Of course it can be explained that way. The point however is, if you can ABX between those two. Which you can't.

Quote:
Originally Posted by quintin3265 View Post
It may be true that test tones show little difference, but if you compare the DVD-audio version of Santana's "Shaman" with the CD version, even if you listen to lossless files of both, there is no comparison. Even if I turn the speaker system to "pure direct," and turn it down low, you can still hear the difference.
Common misconception when doing comparison: You don't compare the same sources. The DVDA is mastered differently than the CD version. You can't compare these two. Period.

Quote:
Originally Posted by quintin3265 View Post
One reason I believe I hear this is that I have a TX-NR1009 connected to Polk TSI-400 towers - with a signal to noise ratio of 110dB.
You're mixing up SNR and dynamic range. See SNR and DR.

Quote:
Originally Posted by quintin3265 View Post
I also wonder when these listening tests are performed if the people listening know what to listen for.
That's not how ABX works. You want to know if the test subject is actually (removing expectation bias) able to hear a difference. Nobody says that you can't train yourself to detect certain artifacts.

Quote:
Originally Posted by quintin3265 View Post
But finally, I think that most magazines that study this issue miss the idea that the Nyquest theory applies to conscious hearing.
You misunderstood Nyquist. This is about signal processing/reconstruction. Nyquist-Shannon would still be valid if there were no human beings (or beings with human ears) on this planet.

Quote:
Originally Posted by quintin3265 View Post
It is true that most people can't hear sounds that are above 20Khz or so - but that doesn't mean that they cannot perceive them in some other way the scientists are not measuring.
So what do you suggest as organ perceiving these frequences? Because something connected to our brain has to perceive the information, otherwise we're talking about metaphysics here.
I know what there are some studies about "ultrasonic hearing", but these just suggest that the higher frequences are modulated by bone and body tissue to lower frequences, which are then again perceived by the inner ear. So this is just adding noise to our "reference signal".

Quote:
Originally Posted by quintin3265 View Post
Studies that ask people to identify sampling frequency wouldn't be able to pick that up because they only ask people if they "hear" anything differently.
Wrong. You can let them ABX between a reference signal and the ref signal + ultrasonic component. The playback system of course has to be able to reproduce the frequencies (without distortion and intermodulation artifacts).

Quote:
Originally Posted by quintin3265 View Post
This is an interesting issue that there seems to be a lot of debate over - but I still think that once Apple starts offering 24-bit music, there will be a switchover.
Yes, but only because most people just blindly accept what Apple "offers" them. Not because it would any sense.

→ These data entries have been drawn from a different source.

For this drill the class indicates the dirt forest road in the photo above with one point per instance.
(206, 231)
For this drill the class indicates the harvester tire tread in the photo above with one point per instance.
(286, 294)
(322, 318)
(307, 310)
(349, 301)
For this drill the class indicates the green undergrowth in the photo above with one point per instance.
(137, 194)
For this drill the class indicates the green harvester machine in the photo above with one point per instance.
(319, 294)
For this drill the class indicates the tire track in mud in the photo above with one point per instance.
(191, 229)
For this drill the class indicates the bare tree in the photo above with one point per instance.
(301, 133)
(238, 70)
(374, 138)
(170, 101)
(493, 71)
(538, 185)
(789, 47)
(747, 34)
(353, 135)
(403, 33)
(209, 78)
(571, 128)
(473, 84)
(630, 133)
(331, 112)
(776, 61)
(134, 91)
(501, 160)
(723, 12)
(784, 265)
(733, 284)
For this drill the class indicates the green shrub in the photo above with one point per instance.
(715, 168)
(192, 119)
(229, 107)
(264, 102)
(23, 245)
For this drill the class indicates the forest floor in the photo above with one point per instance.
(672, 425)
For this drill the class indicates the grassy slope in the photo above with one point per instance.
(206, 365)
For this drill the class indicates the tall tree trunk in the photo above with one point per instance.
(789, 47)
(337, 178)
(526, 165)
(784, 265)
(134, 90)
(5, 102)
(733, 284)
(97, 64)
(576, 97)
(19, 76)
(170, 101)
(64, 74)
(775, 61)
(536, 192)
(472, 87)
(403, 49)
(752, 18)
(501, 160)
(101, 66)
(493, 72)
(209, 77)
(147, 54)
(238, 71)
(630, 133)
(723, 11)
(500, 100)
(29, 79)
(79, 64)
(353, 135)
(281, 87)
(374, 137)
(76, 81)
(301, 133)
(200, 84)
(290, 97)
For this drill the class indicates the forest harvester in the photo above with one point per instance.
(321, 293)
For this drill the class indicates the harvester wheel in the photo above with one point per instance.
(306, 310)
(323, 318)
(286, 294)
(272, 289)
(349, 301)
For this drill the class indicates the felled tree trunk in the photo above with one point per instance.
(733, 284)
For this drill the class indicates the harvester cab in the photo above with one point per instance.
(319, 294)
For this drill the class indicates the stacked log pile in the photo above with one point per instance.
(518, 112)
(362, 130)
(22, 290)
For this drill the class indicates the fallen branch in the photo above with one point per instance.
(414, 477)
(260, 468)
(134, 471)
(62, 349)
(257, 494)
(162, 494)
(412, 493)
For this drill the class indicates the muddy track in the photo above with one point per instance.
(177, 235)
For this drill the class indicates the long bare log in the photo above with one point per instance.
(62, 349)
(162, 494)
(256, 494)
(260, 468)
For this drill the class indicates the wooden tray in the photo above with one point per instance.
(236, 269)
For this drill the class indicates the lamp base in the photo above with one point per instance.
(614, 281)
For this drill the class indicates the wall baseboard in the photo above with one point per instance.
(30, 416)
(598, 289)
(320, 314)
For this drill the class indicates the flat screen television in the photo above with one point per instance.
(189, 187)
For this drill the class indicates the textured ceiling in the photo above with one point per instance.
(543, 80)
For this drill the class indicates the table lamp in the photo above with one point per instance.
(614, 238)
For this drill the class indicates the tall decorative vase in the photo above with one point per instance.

Instead of this mania for even more bits, more kilohertz, more channels, etc. I'd rather like to see more careful mastering, less loudness war and a move towards the DVDA. Not because the DVDA is better in terms of sound quality, but because it fixes a lot of flaws of the CDDA: More durable (protection layer!), better support for metadata, no "offset issue", more ECC/EDC data, etc.

Last edited by LiquidAcid; Sep 19, 2012 at 01:36 PM.